Other strengths were the centralization of all tests and the direct assessment of patients, evaluated by a single trained team. Moreover, the survey considered comorbidities, such as arthropathy, ischemic heart disease and pulmonary diseases possibly responsible for reverse causality effect (severely ill patients could have low vitamin D for shorter exposure to sun rather than the other way around) (14).

In conclusion, the results of this original observational study confirm a significant inverse association of vitamin D status and MetS. For instance, vitamin D deficiency might represent one of the environmental factors in the pathogenesis and progression of T2DM, obesity and MetS. A detailed metabolic phenotyping could support more qualified intervention programs and detect patients at higher risk for metabolic disorders (20, 23, 30, 31, 46, 47, 48, 49).
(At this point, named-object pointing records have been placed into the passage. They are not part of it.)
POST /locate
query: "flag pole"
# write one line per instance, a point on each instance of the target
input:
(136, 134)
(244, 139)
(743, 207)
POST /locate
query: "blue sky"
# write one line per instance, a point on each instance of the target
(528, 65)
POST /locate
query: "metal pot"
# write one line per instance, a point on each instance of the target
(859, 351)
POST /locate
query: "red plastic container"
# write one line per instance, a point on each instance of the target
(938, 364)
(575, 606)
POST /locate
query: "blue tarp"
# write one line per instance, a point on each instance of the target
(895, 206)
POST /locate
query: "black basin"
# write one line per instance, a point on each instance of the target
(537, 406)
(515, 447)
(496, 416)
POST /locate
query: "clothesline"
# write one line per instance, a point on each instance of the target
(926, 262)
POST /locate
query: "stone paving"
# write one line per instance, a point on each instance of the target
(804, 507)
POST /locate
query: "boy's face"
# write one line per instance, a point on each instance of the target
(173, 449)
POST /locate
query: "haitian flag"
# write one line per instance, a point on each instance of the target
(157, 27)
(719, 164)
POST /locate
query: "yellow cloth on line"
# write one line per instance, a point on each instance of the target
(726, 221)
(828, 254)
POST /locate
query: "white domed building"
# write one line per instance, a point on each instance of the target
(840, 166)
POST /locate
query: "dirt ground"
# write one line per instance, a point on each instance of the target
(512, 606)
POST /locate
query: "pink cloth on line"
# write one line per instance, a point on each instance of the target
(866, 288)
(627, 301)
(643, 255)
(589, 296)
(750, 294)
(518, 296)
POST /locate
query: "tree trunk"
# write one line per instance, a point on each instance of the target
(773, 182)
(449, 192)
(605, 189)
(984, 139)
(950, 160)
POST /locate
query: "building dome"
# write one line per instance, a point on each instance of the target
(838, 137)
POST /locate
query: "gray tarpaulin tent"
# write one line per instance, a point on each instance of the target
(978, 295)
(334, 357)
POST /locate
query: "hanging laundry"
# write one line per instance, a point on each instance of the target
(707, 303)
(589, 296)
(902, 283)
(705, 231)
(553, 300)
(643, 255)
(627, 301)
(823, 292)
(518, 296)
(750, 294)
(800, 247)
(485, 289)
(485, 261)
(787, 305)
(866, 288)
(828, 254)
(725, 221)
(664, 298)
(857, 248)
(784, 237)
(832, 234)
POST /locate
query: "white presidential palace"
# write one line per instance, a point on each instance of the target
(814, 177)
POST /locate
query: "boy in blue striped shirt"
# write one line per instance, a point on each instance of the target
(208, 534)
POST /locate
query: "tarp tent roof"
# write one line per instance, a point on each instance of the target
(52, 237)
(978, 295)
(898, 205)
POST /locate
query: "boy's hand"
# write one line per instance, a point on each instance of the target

Vitamin D supplementations proposed to prevent and correct the well-established bone consequences of 25(OH)D deficiency, in addition to lifestyle intervention programs, may be helpful to prevent the progression of metabolic disorders (19). Prospective data on the effect of vitamin D supplementation in these patients will be collected and analyzed. Consistent evidences from large, randomized, placebo-control trials with adequate statistic power and eventually exploring the association of vitamin D and other nutritional elements (46) are warranted to confirm these findings.

Declaration of interest

The authors declare that there is no conflict of interest that could be perceived as prejudicing the impartiality of the research reported.

Funding

Daniela Gallo was supported by a University of Insubria PhD scholarship. Statistical analysis was performed by Giovanni Veronesi.

Compliance with ethical standards

The study has been approved by the Ethics Committee of the Ospedale di Circolo, Varese, Italy. Informed consent has been obtained from all subjects before enrollment.